How does the server know where to insert the ads? Most commonly, the ad server is integrated into the publishing platform so when a producer uploads a new episode they will just type in the timecodes where ads can go while they add the episode title and description and other metadata. The other way is a little more automatic. When making the episode the producer can insert an audio tone outside the range of the human ear that the ad server can check for and use that position to insert an ad. The ad server can also recognize the waveform of a certain jingle or other cue to identify where to insert an ad.
Server-side vs client-side ad insertion
So far we have just talked about server-side ad insertion. ‘Client-side’ ad insertion means that the podcast player itself inserts the ad rather than the server that sends the mp3 file. This is currently pretty rare since this means that only the audience using a certain player will hear an ad (unlike server-side insertion where the ads are in the mp3 file that are sent to all players). Hence you can only monetize against a subset of your audience. A recent example of this is RadioPublic’s Paid Listens. The listener will only hear a pre-roll ad if they are listening on the RadioPublic app.

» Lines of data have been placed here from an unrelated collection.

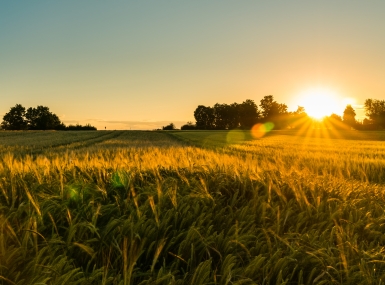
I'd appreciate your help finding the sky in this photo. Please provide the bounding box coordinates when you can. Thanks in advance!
[0,0,385,129]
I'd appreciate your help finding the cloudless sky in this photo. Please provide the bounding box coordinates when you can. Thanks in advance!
[0,0,385,129]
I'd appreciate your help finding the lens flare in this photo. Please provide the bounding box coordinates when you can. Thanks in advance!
[251,122,274,139]
[226,130,245,143]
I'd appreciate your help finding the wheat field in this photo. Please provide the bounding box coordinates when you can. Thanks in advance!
[0,131,385,285]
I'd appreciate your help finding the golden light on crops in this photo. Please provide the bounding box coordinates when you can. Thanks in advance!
[299,88,346,119]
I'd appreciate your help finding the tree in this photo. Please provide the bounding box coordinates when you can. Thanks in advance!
[259,95,289,129]
[342,105,357,128]
[238,99,260,129]
[194,105,215,130]
[364,99,385,128]
[25,106,62,130]
[1,104,28,130]
[162,123,176,131]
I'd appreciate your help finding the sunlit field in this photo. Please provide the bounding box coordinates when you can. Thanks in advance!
[0,130,385,285]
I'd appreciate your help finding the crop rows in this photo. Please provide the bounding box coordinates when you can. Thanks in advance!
[0,131,385,285]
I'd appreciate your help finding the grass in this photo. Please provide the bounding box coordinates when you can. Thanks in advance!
[0,131,385,284]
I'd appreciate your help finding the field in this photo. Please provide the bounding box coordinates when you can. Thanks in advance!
[0,130,385,285]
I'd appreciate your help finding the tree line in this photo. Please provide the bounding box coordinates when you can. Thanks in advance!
[1,104,96,130]
[176,95,385,130]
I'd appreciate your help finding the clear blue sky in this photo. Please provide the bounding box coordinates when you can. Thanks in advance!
[0,0,385,129]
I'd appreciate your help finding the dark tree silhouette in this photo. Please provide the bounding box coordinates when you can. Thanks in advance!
[342,105,357,128]
[25,106,62,130]
[64,124,97,131]
[238,99,260,129]
[260,95,289,129]
[364,99,385,128]
[1,104,28,130]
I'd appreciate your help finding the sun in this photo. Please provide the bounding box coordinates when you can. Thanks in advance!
[298,88,347,120]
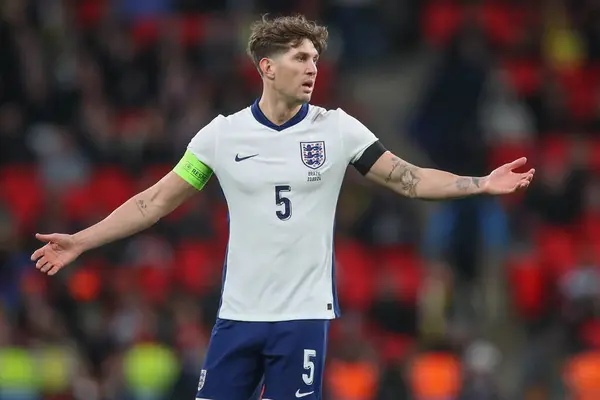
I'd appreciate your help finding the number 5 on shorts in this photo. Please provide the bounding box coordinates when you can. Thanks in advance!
[302,349,317,386]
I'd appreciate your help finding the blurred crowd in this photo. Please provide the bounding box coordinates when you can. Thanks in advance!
[0,0,600,400]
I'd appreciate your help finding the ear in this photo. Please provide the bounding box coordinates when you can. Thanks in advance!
[258,57,275,79]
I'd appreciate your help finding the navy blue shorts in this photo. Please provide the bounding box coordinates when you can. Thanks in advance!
[196,319,330,400]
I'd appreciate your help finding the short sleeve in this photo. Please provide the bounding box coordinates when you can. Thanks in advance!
[338,108,378,164]
[187,115,226,171]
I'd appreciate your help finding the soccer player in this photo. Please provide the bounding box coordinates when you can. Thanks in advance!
[31,16,534,400]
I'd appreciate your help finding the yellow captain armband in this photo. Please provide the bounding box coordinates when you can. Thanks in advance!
[173,150,213,190]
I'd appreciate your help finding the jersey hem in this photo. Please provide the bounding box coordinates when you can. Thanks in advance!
[217,312,339,322]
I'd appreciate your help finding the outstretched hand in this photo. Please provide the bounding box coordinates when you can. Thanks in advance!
[31,233,82,275]
[483,157,535,194]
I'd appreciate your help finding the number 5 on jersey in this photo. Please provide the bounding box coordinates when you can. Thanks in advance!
[302,349,317,386]
[275,185,292,221]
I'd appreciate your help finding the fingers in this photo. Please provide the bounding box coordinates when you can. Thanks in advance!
[48,265,60,276]
[508,157,527,171]
[35,233,57,243]
[31,247,45,261]
[35,257,53,273]
[35,257,62,275]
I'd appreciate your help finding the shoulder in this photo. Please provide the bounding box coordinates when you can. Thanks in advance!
[307,104,348,123]
[219,107,254,126]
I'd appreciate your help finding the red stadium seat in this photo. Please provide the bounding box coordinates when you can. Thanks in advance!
[60,185,99,222]
[588,139,600,175]
[378,247,424,304]
[0,165,46,232]
[174,241,219,294]
[558,67,600,121]
[579,319,600,350]
[421,0,463,47]
[537,226,577,279]
[335,240,375,310]
[508,255,546,319]
[539,134,572,165]
[136,267,172,304]
[92,167,135,213]
[76,0,109,29]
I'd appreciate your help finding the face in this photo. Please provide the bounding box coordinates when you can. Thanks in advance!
[267,39,319,103]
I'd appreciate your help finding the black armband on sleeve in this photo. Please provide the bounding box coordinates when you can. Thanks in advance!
[352,140,387,175]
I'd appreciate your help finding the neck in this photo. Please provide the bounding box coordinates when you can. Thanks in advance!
[258,90,302,125]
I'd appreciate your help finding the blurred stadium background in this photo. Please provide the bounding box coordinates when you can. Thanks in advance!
[0,0,600,400]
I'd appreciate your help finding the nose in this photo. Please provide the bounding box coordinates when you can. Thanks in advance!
[306,61,317,76]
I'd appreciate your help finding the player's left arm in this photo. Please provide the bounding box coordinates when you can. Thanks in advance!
[365,151,535,200]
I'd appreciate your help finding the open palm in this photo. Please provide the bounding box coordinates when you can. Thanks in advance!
[483,157,535,194]
[31,233,81,275]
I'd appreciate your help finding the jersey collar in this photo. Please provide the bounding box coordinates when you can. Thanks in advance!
[250,98,308,132]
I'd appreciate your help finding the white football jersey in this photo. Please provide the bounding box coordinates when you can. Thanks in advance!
[188,101,377,322]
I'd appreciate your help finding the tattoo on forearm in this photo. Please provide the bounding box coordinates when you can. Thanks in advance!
[135,200,148,217]
[385,157,421,197]
[456,177,481,192]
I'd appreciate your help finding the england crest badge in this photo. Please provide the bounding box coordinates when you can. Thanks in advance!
[198,369,206,391]
[300,141,325,169]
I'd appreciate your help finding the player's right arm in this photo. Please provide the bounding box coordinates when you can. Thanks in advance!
[31,114,223,275]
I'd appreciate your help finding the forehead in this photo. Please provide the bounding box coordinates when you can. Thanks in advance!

What is the difference between Dynamic Ads and Host-read ads?
The conflation of these two things is a pet peeve of mine. The perception seems to be that dynamic ads must mean radio-style commercials but that is not the case. One is the tech that delivers an ad and the other is a type of ad. I like to think of dynamic ads actually as dynamic content. There is no reason it has to be used for ads. One use case is to automatically insert a content warning read by the host at the top of the episode if the episode contains explicit language.

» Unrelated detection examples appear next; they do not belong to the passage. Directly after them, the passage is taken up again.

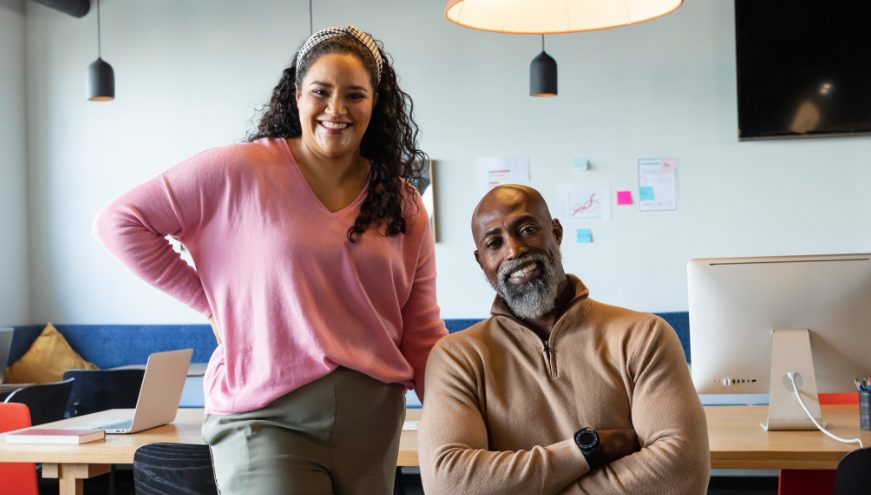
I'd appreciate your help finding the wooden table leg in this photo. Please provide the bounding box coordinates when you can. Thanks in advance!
[42,464,112,495]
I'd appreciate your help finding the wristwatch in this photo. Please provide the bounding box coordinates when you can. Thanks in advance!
[575,427,605,471]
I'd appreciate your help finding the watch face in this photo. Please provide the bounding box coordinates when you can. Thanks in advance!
[576,430,599,448]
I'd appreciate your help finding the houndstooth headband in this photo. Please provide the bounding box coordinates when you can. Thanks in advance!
[296,25,383,85]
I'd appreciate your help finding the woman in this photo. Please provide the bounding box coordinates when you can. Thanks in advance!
[95,26,446,494]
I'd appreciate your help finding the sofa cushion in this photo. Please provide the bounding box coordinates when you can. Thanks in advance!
[5,323,97,383]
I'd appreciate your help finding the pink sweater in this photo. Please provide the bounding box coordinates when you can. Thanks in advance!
[94,139,447,414]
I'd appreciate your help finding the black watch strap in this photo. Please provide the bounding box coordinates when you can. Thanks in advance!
[575,428,605,471]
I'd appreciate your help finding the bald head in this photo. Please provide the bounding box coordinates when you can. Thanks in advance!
[472,184,551,246]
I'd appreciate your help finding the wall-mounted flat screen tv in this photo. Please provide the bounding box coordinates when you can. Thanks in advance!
[735,0,871,140]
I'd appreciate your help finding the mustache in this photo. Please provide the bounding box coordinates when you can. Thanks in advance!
[497,253,550,281]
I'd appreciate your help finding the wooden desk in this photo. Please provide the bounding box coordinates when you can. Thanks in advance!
[705,404,871,470]
[0,409,203,495]
[0,404,871,495]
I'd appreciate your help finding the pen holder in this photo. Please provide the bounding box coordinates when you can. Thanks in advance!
[859,392,871,430]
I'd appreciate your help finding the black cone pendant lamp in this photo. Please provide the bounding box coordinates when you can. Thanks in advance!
[445,0,684,96]
[88,0,115,101]
[529,34,557,96]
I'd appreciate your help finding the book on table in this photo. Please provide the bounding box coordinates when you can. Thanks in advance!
[6,428,106,445]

Are there any problems with dynamic ads?
The main problem is that unless your ads are all exactly the same length, dynamic ads can break sharing episodes at certain timestamps. Say there is a great segment I want to share with my sister. I send her a link to listen to the episode at the exact start of the segment. The pre-roll ad I got for that episode was 30 seconds long. However, when she downloads the episode, the ad server gives her a different ad that is 75 seconds long. Now the start of the segment in her episode is 45 seconds later than the segment in my episode.
Another problem (which is just the nature of podcast downloads) is that ads are inserted at the time of download not at the time playback so you could download an episode and not actually play it until a month later.
What is the future
I think we will see a stratification of podcasts: the top tier shows with host read, highly produced ads and then the rest that will have radio-style ads (hell, lets not just pick on radio, Pandora or Spotify have those same style ads too).
We have seen this with YouTube, the top creators are putting in host-read ads with promo codes in their videos and everyone else just has YouTube’s standard pre-roll or mid-roll ads. What is interesting to think about is the consumer’s perception of these ads. I think the general perception to a viewer is that YouTube inserts the ads so you hear people complaining about ‘YouTube ads’. When of course it is actually the creator’s decision to allow ads in their content. With podcasts, there isn’t (yet) a ‘bad guy’ to blame and the perception to the listener is that it is the creator putting in these ads.
The two questions I keep thinking about: will creators actually want to have these radio-style ads in their content? And will they pay well enough to be worthwhile for creators?